- 7 Marks
FM – L2 – Q109 – Inventory Management
Question
Entity G uses 105 units of an item of inventory every week. These cost GH₵150 per unit. They are stored in special storage units and the variable costs of holding the item is GH₵4 per unit each year plus 2% of the inventory’s cost.
Required
(a) If placing an order for this item of material costs GH₵390 for each order, what is the optimum order quantity to minimise annual costs? Assume that there are 52 weeks in each year.
(b) Suppose that the supplier offers a discount of 1% on the purchase price for order sizes of 2,000 units or more. What will be the order size to minimise total annual costs?
Answer
(a) The annual holding cost per unit of inventory = GH₵4 + (2% × GH₵150) = GH₵7.
Annual demand = 52 weeks × 105 units = 5,460 units.
EOQ = √((2 × 390 × 5,460) / 7) = 780 units.

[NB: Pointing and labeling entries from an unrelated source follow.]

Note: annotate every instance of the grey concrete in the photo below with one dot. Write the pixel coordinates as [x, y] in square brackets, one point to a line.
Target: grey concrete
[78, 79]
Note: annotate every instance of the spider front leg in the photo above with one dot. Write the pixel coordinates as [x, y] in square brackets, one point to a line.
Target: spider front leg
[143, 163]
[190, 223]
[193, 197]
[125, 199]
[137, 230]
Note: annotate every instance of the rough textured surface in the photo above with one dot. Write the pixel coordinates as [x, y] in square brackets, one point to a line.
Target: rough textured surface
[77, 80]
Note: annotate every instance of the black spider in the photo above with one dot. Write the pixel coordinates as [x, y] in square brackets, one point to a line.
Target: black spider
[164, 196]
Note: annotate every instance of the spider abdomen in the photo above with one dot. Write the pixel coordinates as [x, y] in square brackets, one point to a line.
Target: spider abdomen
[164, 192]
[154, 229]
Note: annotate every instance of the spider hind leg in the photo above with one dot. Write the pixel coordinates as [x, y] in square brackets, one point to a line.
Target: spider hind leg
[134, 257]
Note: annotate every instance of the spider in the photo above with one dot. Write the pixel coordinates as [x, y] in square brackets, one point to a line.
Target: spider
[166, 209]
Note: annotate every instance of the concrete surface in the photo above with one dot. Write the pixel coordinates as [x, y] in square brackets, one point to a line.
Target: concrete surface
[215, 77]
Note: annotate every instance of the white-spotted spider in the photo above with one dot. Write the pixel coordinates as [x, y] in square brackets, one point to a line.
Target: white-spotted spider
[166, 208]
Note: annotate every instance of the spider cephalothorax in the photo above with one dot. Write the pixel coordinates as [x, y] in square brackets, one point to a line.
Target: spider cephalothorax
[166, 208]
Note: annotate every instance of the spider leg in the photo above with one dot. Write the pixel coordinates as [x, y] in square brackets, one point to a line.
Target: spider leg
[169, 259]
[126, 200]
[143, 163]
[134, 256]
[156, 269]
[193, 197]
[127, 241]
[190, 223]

(b) A discount on the price is available for order sizes of 2,000 units or more, which is above the EOQ.
The order size that minimises cost is therefore either the EOQ or the minimum order size to obtain the discount, which is 2,000 units.
Annual costs
| EOQ (780 units) | Discount (2,000 units) | |
|---|---|---|
| Purchases | (5,460 × GH₵150): 819,000 | ((5,460 × GH₵150 × 99%): 811,215 |
| Holding costs | (GH₵7 × 780/2): 2,730 | (GH₵7 × 2,000/2): 7,000 |
| Ordering costs | (GH₵390 × 5,460/780): 2,730 | (GH₵390 × 5,460/2,000): 1,064 |
| Total costs | 824,460 | 819,279 |
Conclusion
The order size that will minimise total annual costs is 2,000 units.